Over-merging of Chinese psn_name/psn_id?

This is your chance to raise your questions or discuss challenges, trends and hot topics around patent information from Asian countries.
Post Reply

Posts: 1
Joined: Fri Sep 29, 2023 5:14 pm

Over-merging of Chinese psn_name/psn_id?

Post by bbran » Fri Sep 29, 2023 5:27 pm


I have been trying to link Chinese names to the pinyin inventor names in my PATSTAT dataset. I have been using 'psn_id' for my inventor identification number.

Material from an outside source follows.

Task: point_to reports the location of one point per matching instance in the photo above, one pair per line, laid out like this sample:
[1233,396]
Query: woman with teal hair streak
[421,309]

When attempting to match a unique Chinese name to the 'psn_id' for a particular inventor, I found multiple Chinese names connected to the same 'psn_id'. Investigation of the original patents shows that people with different Chinese names have all been harmonized into a single 'psn_id'. Most strange is that the 'psn_level' is 0 for a number of these unique 'person_id's, which I believe means that the 'psn_id' and 'person_id' should be the same.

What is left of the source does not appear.